Wir können meditieren, während sich zerstörerische Emotionen und Gedanken geradezu potenzieren. Stille ist Ausdruck ausgeglichener, kontrollierter Nerven. Das ist eine hohe Kunst. Damit verhalten wir uns von innen heraus wohlgesonnen uns selbst und selbstverständlich anderen gegenüber. Stille bildet sich durch unsere lebenslange Arbeit an uns selbst und schafft energetische Seinszustände mit einer enormen Ausstrahlung. Und es geht nicht nur um Zustände von kurzer Dauer, wie sie sich gelegentlich zufällig einstellen. Die Ewigkeit ist ein Dauerruhezustand. Wer nicht gelernt hat, innerlich still zu werden, wird es weder nachts schaffen noch in der Ewigkeit.
Wahrnehmung ist Stärke
Menschen reagieren selten gelassen. Das hat seine Gründe: Unreflektiert und aus einer mangelhaften Wahrnehmung heraus handeln Menschen oft sehr ichbezogen. Angestaute Aggressionen und unverarbeitete Emotionen führen schnell zu aggressivem Verhalten. Der Grad der Verletzbarkeit bestimmt die Reaktionsweise. Die unbewusste Unsicherheit, jemand könne mich kritisch beobachten, ruft in mir das Gefühl hervor, mich wehren zu müssen. Ist dieses Gefühl dauerhaft latent vorhanden, geschieht genau das, was ich nicht möchte. Das ist sehr oft der Fall, im Straßenverkehr, in der Öffentlichkeit, in Gruppen, einfach aus dem Nichts heraus und völlig unerwartet. Und genau das wird gefürchtet. Gerade die Erwartung, jederzeit verletzt werden zu können, führt zwangsläufig dazu, verletzt zu werden („Was guckst du?“).

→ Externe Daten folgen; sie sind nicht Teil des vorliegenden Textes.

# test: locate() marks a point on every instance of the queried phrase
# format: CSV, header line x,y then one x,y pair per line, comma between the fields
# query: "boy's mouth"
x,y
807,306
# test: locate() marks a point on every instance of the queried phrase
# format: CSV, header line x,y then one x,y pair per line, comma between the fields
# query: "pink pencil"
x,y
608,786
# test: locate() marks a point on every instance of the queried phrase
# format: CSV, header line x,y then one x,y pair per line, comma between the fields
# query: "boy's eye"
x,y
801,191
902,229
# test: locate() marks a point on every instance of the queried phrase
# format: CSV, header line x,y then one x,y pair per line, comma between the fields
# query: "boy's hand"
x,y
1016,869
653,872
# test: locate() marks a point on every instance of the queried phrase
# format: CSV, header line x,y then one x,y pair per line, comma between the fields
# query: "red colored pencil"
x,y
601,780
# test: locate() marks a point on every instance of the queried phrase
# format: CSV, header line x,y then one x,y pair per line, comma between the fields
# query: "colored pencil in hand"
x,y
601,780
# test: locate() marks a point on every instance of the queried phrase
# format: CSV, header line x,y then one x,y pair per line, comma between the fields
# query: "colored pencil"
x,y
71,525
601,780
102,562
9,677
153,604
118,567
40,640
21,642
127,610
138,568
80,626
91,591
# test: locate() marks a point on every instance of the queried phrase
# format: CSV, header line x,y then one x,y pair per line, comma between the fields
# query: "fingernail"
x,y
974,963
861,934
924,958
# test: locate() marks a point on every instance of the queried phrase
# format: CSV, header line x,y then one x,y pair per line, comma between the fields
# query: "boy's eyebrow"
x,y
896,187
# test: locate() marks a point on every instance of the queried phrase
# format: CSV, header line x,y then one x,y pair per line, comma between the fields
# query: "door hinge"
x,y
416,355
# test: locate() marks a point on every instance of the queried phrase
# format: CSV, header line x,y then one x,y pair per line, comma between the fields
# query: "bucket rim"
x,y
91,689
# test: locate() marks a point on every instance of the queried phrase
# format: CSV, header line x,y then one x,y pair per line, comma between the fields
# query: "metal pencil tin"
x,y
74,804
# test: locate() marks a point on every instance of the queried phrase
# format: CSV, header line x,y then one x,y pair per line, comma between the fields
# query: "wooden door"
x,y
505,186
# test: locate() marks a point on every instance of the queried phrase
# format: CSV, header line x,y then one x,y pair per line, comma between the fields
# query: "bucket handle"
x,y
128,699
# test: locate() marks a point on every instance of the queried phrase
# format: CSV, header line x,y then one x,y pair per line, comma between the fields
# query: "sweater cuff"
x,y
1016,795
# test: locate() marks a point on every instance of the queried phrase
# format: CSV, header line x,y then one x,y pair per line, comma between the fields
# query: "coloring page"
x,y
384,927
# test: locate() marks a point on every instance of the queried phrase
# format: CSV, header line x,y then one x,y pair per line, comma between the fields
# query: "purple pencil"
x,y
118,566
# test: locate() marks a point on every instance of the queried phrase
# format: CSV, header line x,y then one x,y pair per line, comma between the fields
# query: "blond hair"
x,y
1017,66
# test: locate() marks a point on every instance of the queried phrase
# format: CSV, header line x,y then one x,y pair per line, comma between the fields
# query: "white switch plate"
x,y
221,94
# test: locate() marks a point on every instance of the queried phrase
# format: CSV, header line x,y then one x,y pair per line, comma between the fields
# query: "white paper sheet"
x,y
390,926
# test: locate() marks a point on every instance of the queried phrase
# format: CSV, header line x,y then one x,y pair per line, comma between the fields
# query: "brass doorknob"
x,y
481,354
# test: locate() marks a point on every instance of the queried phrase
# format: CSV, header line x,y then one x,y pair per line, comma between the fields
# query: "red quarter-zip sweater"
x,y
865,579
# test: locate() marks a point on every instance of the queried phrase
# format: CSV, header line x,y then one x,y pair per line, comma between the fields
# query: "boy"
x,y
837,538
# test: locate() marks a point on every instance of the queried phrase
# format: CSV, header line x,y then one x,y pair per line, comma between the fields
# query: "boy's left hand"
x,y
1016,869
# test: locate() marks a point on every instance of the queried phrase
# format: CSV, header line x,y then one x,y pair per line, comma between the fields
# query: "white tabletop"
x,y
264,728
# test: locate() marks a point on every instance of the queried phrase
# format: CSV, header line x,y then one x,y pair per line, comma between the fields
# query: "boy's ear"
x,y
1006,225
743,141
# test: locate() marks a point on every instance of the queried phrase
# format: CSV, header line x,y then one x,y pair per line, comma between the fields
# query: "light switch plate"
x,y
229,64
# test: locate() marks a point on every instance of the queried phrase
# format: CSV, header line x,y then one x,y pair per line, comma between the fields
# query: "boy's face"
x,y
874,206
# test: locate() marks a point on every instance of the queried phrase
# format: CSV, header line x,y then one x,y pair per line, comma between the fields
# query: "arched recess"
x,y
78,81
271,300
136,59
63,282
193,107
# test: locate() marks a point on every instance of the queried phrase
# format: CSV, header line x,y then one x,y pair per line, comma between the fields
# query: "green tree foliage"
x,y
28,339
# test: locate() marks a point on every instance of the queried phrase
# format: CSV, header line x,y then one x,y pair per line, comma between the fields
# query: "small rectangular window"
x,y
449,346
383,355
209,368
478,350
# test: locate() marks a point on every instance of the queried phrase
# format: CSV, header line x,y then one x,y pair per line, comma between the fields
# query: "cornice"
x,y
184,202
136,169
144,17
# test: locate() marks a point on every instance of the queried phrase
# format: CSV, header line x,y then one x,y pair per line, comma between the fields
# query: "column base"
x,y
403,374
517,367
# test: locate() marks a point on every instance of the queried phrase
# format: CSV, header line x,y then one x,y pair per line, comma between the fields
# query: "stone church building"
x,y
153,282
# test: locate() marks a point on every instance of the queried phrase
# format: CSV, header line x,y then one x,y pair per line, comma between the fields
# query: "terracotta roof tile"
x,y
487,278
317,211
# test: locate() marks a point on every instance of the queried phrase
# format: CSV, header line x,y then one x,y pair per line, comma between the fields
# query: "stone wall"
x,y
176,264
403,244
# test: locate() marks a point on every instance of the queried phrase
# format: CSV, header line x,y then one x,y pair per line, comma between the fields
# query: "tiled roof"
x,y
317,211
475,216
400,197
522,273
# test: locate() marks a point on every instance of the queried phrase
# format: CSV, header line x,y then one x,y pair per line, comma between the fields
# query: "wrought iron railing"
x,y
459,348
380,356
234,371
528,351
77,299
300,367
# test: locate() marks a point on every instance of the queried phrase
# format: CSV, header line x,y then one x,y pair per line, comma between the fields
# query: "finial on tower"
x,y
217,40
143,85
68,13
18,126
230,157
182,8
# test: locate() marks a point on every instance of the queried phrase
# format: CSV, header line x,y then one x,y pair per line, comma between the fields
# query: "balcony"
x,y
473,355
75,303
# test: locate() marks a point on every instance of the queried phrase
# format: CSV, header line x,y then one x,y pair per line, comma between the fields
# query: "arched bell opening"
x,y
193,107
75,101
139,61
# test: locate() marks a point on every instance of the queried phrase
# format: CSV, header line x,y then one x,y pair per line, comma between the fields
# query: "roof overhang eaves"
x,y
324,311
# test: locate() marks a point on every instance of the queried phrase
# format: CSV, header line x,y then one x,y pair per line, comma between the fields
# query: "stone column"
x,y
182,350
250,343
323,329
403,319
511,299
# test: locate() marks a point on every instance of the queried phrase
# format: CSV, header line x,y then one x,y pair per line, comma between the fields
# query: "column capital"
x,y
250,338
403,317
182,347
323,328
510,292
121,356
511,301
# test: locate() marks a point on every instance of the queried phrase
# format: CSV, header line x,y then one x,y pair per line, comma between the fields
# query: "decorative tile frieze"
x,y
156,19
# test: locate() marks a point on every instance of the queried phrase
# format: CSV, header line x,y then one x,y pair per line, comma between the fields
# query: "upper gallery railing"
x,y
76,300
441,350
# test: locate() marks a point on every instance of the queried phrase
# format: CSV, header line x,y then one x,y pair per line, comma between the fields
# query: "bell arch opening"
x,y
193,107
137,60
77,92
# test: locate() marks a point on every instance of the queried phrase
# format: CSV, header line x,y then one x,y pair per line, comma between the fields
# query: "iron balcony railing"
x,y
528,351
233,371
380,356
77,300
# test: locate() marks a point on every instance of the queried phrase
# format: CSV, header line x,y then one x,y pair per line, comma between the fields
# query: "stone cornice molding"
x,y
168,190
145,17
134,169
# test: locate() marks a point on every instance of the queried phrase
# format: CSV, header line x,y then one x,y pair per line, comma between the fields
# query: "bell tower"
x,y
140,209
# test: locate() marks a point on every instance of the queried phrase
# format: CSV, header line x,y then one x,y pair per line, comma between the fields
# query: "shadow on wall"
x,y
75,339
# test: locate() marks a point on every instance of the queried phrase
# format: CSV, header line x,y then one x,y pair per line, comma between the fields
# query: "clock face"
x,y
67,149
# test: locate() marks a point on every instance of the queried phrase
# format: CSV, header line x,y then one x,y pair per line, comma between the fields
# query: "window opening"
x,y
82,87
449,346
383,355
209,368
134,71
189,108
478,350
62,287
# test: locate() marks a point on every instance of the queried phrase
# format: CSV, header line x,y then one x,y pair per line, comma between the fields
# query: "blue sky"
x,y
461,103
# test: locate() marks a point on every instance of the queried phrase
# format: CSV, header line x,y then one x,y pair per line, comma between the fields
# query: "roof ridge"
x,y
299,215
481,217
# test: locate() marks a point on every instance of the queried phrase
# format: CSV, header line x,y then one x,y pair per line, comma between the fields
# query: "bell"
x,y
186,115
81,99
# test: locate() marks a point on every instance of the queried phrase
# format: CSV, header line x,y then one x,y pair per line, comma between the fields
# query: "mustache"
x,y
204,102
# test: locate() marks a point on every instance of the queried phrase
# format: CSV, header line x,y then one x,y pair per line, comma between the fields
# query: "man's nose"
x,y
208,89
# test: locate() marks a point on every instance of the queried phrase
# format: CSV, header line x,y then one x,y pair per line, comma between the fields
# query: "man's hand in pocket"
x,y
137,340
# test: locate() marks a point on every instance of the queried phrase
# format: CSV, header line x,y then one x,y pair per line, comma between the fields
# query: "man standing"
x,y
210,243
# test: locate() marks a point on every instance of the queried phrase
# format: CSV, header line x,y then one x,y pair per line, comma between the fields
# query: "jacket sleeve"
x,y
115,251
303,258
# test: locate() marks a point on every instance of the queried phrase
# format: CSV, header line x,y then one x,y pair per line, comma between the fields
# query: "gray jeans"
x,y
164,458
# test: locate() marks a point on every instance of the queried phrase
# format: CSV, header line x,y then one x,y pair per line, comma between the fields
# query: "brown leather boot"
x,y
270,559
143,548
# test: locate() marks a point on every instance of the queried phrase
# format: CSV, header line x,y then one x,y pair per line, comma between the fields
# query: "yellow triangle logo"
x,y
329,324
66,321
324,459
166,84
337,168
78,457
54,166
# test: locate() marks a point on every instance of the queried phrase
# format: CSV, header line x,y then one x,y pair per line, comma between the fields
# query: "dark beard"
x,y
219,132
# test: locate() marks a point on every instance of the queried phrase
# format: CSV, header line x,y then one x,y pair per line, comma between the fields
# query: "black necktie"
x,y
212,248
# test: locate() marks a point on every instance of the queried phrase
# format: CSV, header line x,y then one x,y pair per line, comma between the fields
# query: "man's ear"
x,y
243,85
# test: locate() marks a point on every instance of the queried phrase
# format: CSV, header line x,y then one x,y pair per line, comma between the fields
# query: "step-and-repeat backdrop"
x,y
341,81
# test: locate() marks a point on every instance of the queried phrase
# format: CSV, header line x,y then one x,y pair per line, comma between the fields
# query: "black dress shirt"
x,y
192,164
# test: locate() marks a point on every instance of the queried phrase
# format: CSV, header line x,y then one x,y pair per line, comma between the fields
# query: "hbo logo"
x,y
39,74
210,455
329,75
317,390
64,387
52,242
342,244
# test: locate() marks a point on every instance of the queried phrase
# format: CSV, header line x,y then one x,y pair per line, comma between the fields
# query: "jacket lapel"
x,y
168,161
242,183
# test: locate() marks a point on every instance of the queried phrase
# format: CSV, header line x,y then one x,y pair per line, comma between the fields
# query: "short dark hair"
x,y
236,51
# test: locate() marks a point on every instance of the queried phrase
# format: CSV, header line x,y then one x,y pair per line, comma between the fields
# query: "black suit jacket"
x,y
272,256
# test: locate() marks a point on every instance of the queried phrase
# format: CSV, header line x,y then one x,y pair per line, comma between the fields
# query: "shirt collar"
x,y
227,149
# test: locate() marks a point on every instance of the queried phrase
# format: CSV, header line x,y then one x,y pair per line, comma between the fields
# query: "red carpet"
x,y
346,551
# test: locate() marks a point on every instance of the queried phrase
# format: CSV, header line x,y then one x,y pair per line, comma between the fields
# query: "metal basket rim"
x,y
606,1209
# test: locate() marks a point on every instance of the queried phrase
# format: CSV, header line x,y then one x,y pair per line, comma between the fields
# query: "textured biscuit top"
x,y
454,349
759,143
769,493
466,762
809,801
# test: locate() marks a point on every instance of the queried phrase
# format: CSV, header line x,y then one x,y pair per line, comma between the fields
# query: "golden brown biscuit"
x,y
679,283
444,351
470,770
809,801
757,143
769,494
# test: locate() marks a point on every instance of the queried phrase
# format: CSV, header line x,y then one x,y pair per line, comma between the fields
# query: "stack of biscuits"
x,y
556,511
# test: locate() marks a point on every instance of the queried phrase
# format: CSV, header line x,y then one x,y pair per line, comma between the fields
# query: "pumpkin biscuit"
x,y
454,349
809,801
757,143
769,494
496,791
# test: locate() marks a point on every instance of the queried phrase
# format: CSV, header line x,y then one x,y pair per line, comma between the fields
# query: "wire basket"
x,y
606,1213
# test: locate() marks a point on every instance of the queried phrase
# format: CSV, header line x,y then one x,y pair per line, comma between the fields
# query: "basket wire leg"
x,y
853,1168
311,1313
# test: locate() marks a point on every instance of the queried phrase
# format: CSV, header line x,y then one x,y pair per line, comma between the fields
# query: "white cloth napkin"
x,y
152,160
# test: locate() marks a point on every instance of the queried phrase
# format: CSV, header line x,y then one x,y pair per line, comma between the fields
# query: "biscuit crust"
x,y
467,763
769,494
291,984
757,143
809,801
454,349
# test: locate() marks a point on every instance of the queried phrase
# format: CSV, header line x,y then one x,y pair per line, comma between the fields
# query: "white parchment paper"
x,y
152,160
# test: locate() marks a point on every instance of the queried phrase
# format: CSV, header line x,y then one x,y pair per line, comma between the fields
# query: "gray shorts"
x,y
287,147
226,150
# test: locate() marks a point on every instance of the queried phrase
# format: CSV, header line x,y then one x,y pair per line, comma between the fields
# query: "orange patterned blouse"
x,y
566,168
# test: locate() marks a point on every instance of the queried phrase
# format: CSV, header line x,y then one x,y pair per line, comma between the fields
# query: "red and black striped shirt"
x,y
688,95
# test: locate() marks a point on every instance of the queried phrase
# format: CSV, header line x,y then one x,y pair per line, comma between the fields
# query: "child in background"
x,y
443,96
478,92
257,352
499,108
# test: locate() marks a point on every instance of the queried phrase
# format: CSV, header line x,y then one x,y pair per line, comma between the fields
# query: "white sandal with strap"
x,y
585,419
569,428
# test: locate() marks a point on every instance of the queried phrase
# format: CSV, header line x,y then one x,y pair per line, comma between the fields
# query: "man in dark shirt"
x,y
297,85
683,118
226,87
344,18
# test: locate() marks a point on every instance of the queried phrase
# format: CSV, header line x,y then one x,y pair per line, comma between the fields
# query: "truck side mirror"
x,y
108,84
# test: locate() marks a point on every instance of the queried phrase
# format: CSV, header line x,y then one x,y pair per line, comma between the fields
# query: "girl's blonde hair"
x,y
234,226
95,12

Dieser Zustand beherrscht die Welt. Von Stille kann hier nicht die Rede sein. Yogageübte sind keineswegs emotionsfrei, doch eine geübte Yogini oder ein geübter Yogi geht mit ihren bzw. seinen Aggressionen im täglichen Leben deutlich reflektierter um. Die Reaktionen kommen wesentlich selbstloser und friedlicher zum Ausdruck als in einer Gruppe ungeübter Mitmenschen. Bewusstsein kann man sich nicht vornehmen. Es entsteht durch jahrelanges Üben an sich selbst. Ein stabiles Nervensystem, das kontinuierlich ausgeglichen worden ist, hält eher aggressivem Verhalten stand. Wer weiß, wer er wirklich ist, begegnet Verletzungen, die weh tun, mit einem stärkeren Selbstbewusstsein und bleibt auf diese Weise bei sich. Auch das ist ein relevanter Aspekt der Stille. Wahrnehmung ist Stärke.
Gedanke ist Illusion
Das Leben scheint fast ausschließlich aus Gedanken zu bestehen. Warum sollten Gedanken dann illusorisch sein? Das lässt sich folgendermaßen erklären: Gedanken, die in uns entstehen, sind schnell mit Emotionen behaftet. Bin ich glücklich, so entstehen scheinbar positive Gedanken. Bin ich im Stress, entstehen oft negative Gedanken. Bin ich eifersüchtig, so werden entsprechende Gedanken entstehen. Ähnlich wird das Verfahren bei Zufriedenheit oder Leid sein, bei Hass oder Ausgeglichenheit, bei Hunger, Gier oder Genügsamkeit.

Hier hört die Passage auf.